National Institute of Diabetes and Digestive and Kidney Diseases   One of the 21 separate National Institutes of Health. This one both conducts internal research and finances research by others into basic biological processes and treatments for diabetes, digestive diseases and kidney diseases.

mitochondria   (sing. mitochondrion) A structure in all cells (except bacteria) found outside of their nuclei. Here the cell breaks down nutrients and converts them into a form of energy known as ATP.

nucleus  Plural is nuclei. (in biology) A dense structure present in many cells. Typically a single rounded structure encased within a membrane, the nucleus contains the genetic information.

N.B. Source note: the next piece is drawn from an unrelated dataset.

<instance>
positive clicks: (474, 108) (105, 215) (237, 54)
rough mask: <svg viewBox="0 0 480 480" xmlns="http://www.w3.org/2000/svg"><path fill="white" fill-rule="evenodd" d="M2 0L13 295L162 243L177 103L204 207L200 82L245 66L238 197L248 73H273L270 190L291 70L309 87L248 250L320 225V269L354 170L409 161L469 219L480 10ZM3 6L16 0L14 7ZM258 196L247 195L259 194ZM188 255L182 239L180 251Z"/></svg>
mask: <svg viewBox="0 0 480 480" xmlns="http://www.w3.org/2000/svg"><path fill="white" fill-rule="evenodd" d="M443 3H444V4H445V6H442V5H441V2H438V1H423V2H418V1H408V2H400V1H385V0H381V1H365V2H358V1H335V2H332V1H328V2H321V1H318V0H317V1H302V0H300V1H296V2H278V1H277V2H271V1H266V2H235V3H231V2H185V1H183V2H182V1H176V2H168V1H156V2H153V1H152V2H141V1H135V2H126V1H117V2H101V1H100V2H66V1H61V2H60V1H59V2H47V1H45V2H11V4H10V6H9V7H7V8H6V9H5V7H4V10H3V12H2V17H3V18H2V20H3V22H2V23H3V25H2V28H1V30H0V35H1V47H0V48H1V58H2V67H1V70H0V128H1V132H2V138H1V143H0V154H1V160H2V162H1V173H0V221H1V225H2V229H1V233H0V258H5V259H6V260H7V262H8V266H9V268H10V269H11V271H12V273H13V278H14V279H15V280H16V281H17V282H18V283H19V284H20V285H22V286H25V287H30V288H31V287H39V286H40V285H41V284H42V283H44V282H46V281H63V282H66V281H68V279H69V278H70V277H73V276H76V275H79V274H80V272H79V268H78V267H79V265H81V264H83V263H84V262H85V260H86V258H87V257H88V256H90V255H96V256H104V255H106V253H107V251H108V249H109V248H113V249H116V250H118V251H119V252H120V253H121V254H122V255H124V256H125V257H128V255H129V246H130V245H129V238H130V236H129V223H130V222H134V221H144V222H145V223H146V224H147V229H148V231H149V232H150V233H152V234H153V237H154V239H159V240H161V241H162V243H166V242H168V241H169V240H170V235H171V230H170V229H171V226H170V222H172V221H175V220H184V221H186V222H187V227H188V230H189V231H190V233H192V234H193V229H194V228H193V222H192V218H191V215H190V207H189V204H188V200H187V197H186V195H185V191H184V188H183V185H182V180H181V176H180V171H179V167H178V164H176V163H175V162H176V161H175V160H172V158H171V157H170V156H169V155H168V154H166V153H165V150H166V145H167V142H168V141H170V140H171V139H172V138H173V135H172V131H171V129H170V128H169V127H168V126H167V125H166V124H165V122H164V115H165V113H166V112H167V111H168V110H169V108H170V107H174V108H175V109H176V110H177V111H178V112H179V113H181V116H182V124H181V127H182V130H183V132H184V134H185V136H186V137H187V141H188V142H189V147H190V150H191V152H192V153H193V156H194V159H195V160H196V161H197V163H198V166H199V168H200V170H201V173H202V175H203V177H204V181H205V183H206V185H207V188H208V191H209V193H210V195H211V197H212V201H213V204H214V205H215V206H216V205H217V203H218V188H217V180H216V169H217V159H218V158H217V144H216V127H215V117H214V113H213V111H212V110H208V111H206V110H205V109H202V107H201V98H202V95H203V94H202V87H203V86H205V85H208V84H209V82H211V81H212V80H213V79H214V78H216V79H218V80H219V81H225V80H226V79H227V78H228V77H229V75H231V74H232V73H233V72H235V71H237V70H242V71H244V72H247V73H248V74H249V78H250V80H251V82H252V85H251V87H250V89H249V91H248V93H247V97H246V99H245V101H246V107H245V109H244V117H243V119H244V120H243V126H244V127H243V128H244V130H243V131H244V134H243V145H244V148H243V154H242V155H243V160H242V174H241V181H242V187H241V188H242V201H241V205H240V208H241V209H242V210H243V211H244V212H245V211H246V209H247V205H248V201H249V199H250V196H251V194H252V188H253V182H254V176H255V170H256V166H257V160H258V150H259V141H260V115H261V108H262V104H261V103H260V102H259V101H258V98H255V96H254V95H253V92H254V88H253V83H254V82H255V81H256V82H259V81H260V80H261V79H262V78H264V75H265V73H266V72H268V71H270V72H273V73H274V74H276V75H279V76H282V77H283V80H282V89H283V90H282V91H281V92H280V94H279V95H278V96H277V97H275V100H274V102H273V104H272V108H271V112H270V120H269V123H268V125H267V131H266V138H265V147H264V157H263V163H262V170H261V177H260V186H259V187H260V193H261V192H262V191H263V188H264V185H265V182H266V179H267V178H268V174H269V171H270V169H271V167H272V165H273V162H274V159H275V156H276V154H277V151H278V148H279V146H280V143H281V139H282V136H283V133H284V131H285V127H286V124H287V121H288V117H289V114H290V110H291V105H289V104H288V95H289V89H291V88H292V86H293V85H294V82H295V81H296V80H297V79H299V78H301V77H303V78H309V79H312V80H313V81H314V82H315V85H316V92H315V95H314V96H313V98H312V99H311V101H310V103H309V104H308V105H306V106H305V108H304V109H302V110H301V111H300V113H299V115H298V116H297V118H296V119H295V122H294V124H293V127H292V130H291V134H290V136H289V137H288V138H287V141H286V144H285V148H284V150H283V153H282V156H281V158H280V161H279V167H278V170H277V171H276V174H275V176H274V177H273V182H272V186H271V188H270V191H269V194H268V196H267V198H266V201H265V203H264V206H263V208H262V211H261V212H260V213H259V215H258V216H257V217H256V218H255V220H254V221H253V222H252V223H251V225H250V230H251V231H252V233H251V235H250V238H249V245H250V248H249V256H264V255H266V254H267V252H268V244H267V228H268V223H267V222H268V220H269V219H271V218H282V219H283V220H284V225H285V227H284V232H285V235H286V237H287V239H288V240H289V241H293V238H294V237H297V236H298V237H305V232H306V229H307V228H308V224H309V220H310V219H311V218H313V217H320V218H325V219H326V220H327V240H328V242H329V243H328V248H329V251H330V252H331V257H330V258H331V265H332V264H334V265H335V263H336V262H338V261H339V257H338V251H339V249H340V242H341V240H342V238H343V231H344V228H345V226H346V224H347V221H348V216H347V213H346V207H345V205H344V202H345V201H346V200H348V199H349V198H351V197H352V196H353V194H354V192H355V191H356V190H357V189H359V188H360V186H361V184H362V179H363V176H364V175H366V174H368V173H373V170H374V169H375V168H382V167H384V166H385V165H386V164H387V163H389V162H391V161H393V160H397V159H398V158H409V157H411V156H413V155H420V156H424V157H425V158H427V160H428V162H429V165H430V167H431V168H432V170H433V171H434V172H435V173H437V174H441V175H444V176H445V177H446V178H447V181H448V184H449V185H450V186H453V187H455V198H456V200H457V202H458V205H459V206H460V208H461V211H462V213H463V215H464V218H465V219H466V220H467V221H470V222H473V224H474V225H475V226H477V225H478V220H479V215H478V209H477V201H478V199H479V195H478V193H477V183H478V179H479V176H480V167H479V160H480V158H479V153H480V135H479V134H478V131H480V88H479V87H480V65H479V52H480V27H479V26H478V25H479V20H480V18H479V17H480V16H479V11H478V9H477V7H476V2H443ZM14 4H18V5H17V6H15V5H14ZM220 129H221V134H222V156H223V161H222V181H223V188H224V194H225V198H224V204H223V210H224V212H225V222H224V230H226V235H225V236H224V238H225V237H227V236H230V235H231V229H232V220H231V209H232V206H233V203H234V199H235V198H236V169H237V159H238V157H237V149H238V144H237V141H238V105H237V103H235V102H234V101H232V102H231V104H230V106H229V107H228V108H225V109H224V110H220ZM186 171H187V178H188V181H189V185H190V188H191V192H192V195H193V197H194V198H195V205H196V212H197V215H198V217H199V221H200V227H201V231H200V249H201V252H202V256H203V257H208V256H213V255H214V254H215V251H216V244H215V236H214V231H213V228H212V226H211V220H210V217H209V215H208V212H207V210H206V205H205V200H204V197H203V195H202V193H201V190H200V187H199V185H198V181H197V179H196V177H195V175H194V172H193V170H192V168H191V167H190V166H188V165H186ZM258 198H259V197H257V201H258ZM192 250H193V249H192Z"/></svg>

platelets The smallest of blood cells, their role is to search for signs that a vessel has been damaged. Then they congregate at the site of damage and transform themselves, growing long tentacles. There they link together, creating a clot to plug any hole — stemming the potential loss of blood.

ratio   The relationship between two numbers or amounts. When written out, the numbers usually are separated by a colon, such as a 50:50. That would mean that for every 50 units of one thing (on the left) there would also be 50 units of another thing (represented by the number on the right).

red blood cells   Colored red by hemoglobin, these cells move oxygen from the lungs to all tissues of the body.

virus  Tiny infectious particles consisting of RNA or DNA surrounded by protein. Viruses can reproduce only by injecting their genetic material into the cells of living creatures. Although scientists frequently refer to viruses as live or dead, in fact no virus is truly alive. It doesn’t eat like animals do, or make its own food the way plants do. It must hijack the cellular machinery of a living cell in order to survive.